Last week, my father, who is 90, came to Washington for a reunion of people who worked in the JFK White House. Most of his fellow staffers of 50-plus years ago had passed away or could no longer travel.
My dad, who was also director of the JFK Library, remains, thankfully, very vigorous and still teaches at Harvard, serves on all sorts of boards and engages in numerous volunteer activities. His mind is as sharp as ever.
But he confided to me that he wasn't looking forward to the coming month – to the books and the commentaries and the TV specials. Not only did they bring back the memories of Nov. 22, 1963, but they were often analyses that were destined to be over the top, conspiracy-laden and historically inaccurate.
I, too, have a fear of overdose. I was a 15-year-old kid whose dad worked in the White House. A kid who grew up around Massachusetts politics and who, like so many, was stunned when our principal came over the public address system at Walt Whitman High School in Bethesda, Md., to tell us the president had been shot.

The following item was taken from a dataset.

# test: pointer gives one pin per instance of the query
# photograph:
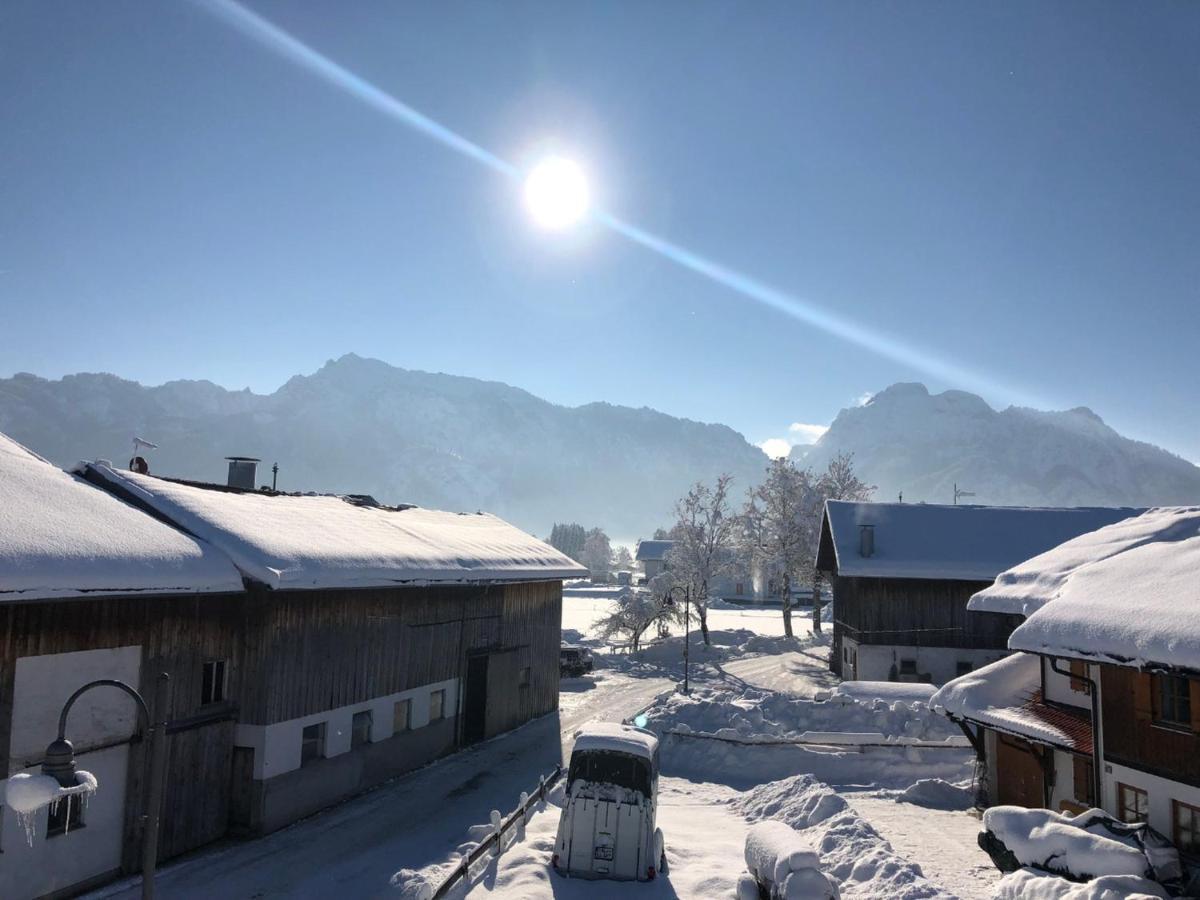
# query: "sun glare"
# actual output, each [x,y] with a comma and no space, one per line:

I remember meeting Kennedy as a boy in the '50s, campaigning in 1960, going to that final rally at Boston Garden the night before the election and waiting for what seemed like hours for Kennedy to arrive to give his final speech of the campaign. I remember watching the inauguration at a neighbor's because our parents were in Washington on that snowy day. I even remember my friends in Lexington, Mass., where I grew up, asking me whether I lived in the White House!
Like most Americans of my age, I not only have a clear memory of that Friday, but of the entire weekend. A nation, a world, grieving, glued to their televisions in all the starkness of black and white. Hope shattered, innocence lost, a future uncertain. It was unexplainable, random, surreal.
It was the beginning of a decade of Vietnam, violence on our own streets, more assassinations, growing up as if you had been whip-sawed by events that truly altered our national psyche.
For those who worked in the JFK administration it would, of course, never be the same.
My father was riding in a car during the funeral with the famous reporter Mary McGrory and a number of others when one of Mrs. Kennedy's staff said, "We will never laugh again." My father replied, "We'll laugh again, we will just never be young again." McGrory somehow thought the quote had come from Daniel Patrick Moynihan and reported it in a column. It was an exchange that encapsulated the time so well.
My dad never questioned it or tried to correct it – Pat was his friend and they all felt the same way that day and for the rest of their lives. For many of my generation it was, and always will be, a defining moment in who we are and how we view ourselves and our country. To all of us, it was personal.
Maybe that's why, 50 years later, we find ourselves with a flood of books, articles and TV specials.